Su porte le impresionó de tal manera que no pudo quitársela de la cabeza en todo el día. La comodidad de su mansión fue insuficiente para hacerle olvidar semejante belleza. Se había convertido para él en una obsesión. Tanto que al día siguiente, en cuanto hubo amanecido, ordenó a sus criados que prepararan una buena cantidad de arroz y partió al galope hacia la humilde cabaña de los Dou. Aunque aquello no era más que una simple expresión de agradecimiento, lo que en realidad pretendía era ver de nuevo a la muchacha.
Su visión fue en esta ocasión tan fugaz que decidió repetir la visita al día siguiente, hasta que, finalmente, se terminó convirtiendo en una costumbre. De esa forma, la muchacha se familiarizó con su presencia, aunque nunca se atrevía a mirarle de frente. Se limitaba a sonreír y a bajar, tímida, la cabeza. Era claro que no existía para ella ningún afán de reclamo.
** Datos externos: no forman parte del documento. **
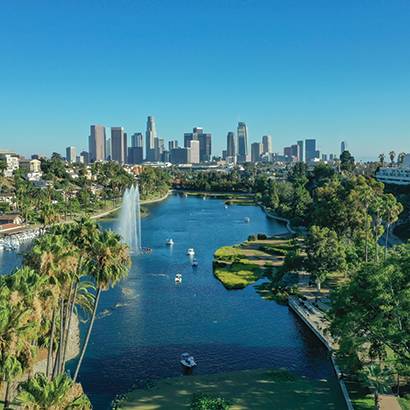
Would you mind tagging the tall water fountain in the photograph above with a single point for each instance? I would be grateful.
(129, 226)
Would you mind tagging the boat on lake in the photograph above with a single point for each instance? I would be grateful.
(187, 360)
Eso animó de tal manera a Nan Shan-Fu que, por muy ocupado que estuviera, raro era el día que no pasaba a visitarla.
Una tarde el caballero comprobó, esperanzado, que no había nadie en la casa y alargó su visita hasta la hora del crepúsculo. La señorita Dou le sirvió con el recato que la caracterizaba, pero él, presa de la pasión, la agarró de la mano y trató de aprovecharse de su buena fe. La muchacha se defendió con inesperada firmeza y dijo, en cuanto se sintió libre de sus brazos:
- No penséis que, porque seáis un hombre rico, podéis poseerme como a una cualquiera. Deberíais saber que no existe ninguna relación entre las monedas de oro y la virtud.
Nan Shan-Fu acababa de enviudar y se disculpó, diciendo:
- Lamento que hayáis malinterpretado mi gesto. Si he tratado de tomaros en mis brazos, ha sido, porque estoy decidido a casarme con vos. No existe para mí mujer más exquisita y estoy dispuesto a compartir con vuestra persona cuanto poseo.
- Si es eso cierto -replicó la muchacha-, ¿por qué no lo juráis?
Tomando por testigo al Cielo y a la Tierra, Nan Shan-Fu juró desposarse con ella y no volver a amar a ninguna otra mujer. Eso bastó para que la señorita Dou se le entregara allí mismo. Nan Shan-Fu creía estar soñando, pero su carne pronto le convenció de que no se trataba de ninguna ilusión.